Convinced that nothing is coincidence and everything is Providence, Archbishop John Foley set out at an early age to influence society with the Gospel through his interest in communications and eventually his call to priesthood.

Now the president of the Pontifical Council for Social Communications, he spoke with Legion of Christ Father Raymond Cleaveland about the media, the Church's approach to communications and his own vocation in this second of a two-part interview.

What led to your vocation? Tell me a bit about your family life.

I am an only child. My parents were both wonderful people of great moral integrity. When I was young, we would always have interesting discussions at the dinner table about politics, history or whatever I was studying at the moment. It would take us an hour and a half to eat dinner every night. Then, my mother would wash the dishes and my father and I would dry the dishes, and we would all sing — almost every night; and whenever we were in the car, we would sing as well.

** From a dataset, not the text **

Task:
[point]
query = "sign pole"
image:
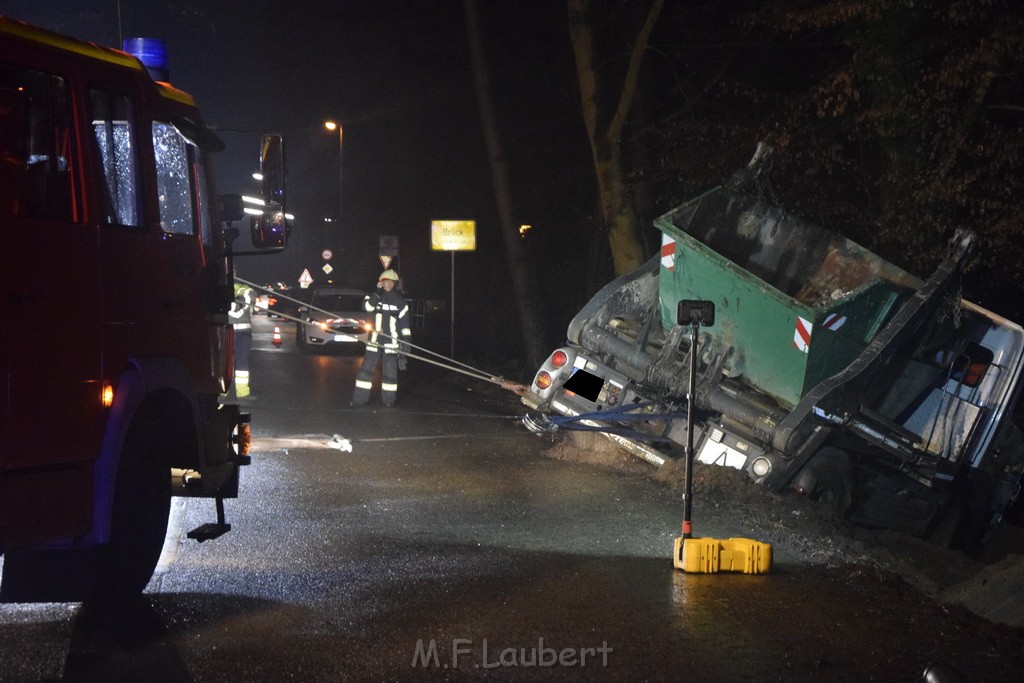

I can remember the very moment of my vocation. I had gone back to our parish church after our family Christmas dinner in 1952, my senior year in high school. I knelt in front of the crib and I said, “Lord, you have given me everything I have: my life, my family, my faith; you have given us your Son to save us; and I would like to give it all back to you.” I thought I was giving God something, and he was really giving me something: my vocation.

Have you always had an interest in communications? Was there a specific experience that piqued your interest in communications? Tell me about it.

I am convinced that nothing is coincidence and everything is providence. My parents gave me a book when I was in seventh grade called You Can Change the World. The book said that we should choose activities that will make a difference in the world, mentioning politics, education and communications. Communications sounded interesting so I started to write radio plays on the lives of the saints because I thought people needed role models. I was in eighth grade when I was writing those plays.

When I got into high school, I was put in contact with a woman at the local CBS station who helped me with the plays. And she put me in touch with the owner of a local radio station, WJMJ in Philadelphia, who put them on the air. Later I became an announcer on that station.

Sunday mornings I would do that during high school. When I got to college, I became active in television as well. RCA owned a local TV station and we had a weekly program called “Debate,” and I had some programs on other stations from time to time, in addition to continuing the radio hour. And I was active in student publications as well.

All of this before you were a seminarian?

Yes. But when I entered the seminary I thought to myself, “well, I guess this communications thing is over, except for the Sunday homily.” One summer I got a call from the editor of the Catholic newspaper who knew me from my radio work. “Are you the same John Foley?” he asked.

“I am,” I replied.

“Well, how would you like to work here during the summer?” he offered.

So I started working at the newspaper as a seminarian, mainly doing the Catholic directory for the 10-county archdiocese. Then I did feature articles. Later, the editor of the paper got me involved in more radio work for the Philadelphia Catholic Hour.

What did you do for the Philadelphia Catholic Hour?

Well, I was on it as a guest. Then I became the director and the producer for seven years. I had to write the scripts, get the guest speakers — it's amazing thinking about it in retrospect. We had zero budget, so I would buy my own records, time all of the background music myself — I did everything. And the time was donated by the radio station, so we had very little overhead. Nowadays they have entire departments that do what I did. And I had to do it all during the only free time I had, which was on Sunday afternoons.

Obviously all of this pastoral experience prepared you to meet this challenge as president of the communications council; did you have any other experiences that honed your communications skills?

Later on, I was appointed editor of the local Catholic newspaper, and then I became one of the two news secretaries for the bishops' meetings. I did that for 15 years. Then in 1979 I was the English-language press secretary for the papal voyage of Pope John Paul II to Ireland and the United States.

Can you relate an example or two from your own experience about the Holy Father's personal interest in the media or his ability to use the media as a pulpit for proclaiming the Gospel?

Well, of course, he was active in theater, and when he invites us to lunch once or twice a year to talk about the work of the Pontifical Council for Social Communications, he always asks what we are doing about theater. Theater is very local. We are in contact with the archdiocese of the cities that are the centers of theater: traditionally London and New York.

The Holy Father is certainly aware of the importance of the media, and he has opened his life as much as possible to the media. And I said to him on one occasion, “Holy Father, sometimes your symbolic gestures — kissing the ground or taking a baby with AIDS in your arms — are more effective than discourses.”

He replied, “Yes, I don't plan to do those things; they are spontaneous for the most part, but I do realize the importance of symbols. The word symbol comes the Greek word ‘symbolein,’ meaning to bring together, which is the opposite of the Greek word ‘diabolein,’ meaning to divide or separate — that is where our world ‘diabolic’ comes from — so symbols,” he concluded, “should always be a source of unity.” And that's what the media does: It is an expression of unity.